The main contribution of our paper is three-fold:

  • We present that the conventional training with regularization by noise is equivalent to optimizing the lower bound of the marginal likelihood through a novel interpretation of noise injected hidden units as stochastic activations.

  • We derive the importance weighted stochastic gradient descent for regularization by noise through the lower bound analysis.

  • We demonstrate that the importance weighted stochastic gradient descent often improves performance of deep neural networks with dropout, a special form of regularization by noise.

The rest of the paper is organized as follows. Section 2 discusses prior works related to our approach. We describe our main idea and instantiation to dropout in Section 3 and 4, respectively. Section 5 analyzes experimental results on various applications and Section 6 makes our conclusion.

2 Related Work

Regularization by noise is a common technique to improve generalization performance of deep neural networks, and various implementations are available depending on network architectures and target applications. A well-known example is dropout srivastava2014dropout

, which randomly turns off a subset of hidden units of neural networks by multiplying noise sampled from a Bernoulli distribution.

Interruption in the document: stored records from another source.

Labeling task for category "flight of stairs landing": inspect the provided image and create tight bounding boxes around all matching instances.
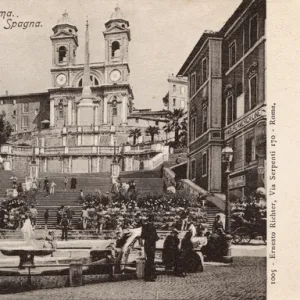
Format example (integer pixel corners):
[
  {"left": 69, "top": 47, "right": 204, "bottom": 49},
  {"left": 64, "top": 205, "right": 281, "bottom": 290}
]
[
  {"left": 164, "top": 152, "right": 187, "bottom": 168},
  {"left": 205, "top": 206, "right": 224, "bottom": 231},
  {"left": 36, "top": 171, "right": 163, "bottom": 228},
  {"left": 0, "top": 170, "right": 26, "bottom": 197}
]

In addition to the standard form of dropout, there exist several variations of dropout designed to further improve generalization performance. For example, Ba et al. ba2013adaptive proposed adaptive dropout, where dropout rate is determined by another neural network dynamically. Li et al. li2016improved employ dropout with a multinormial distribution, instead of a Bernoulli distribution, which generates noise by selecting a subset of hidden units out of multiple subsets. Bulo et al. bulo2016dropout improve dropout by reducing gap between training and inference procedure, where the output of dropout layers in inference stage is given by learning expected average of multiple dropouts. There are several related concepts to dropout, which can be categorized as regularization by noise. In kingma2015variational ; wan2013regularization , noise is added to weights of neural networks, not to hidden states. Learning with stochastic depth huang2016deep and stochastic ensemble learning han2017branchout can also be regarded as noise injection techniques to weights or architecture. Our work is differentiated with the prior study in the sense that we improve generalization performance using better training objective while dropout and its variations rely on the original objective function.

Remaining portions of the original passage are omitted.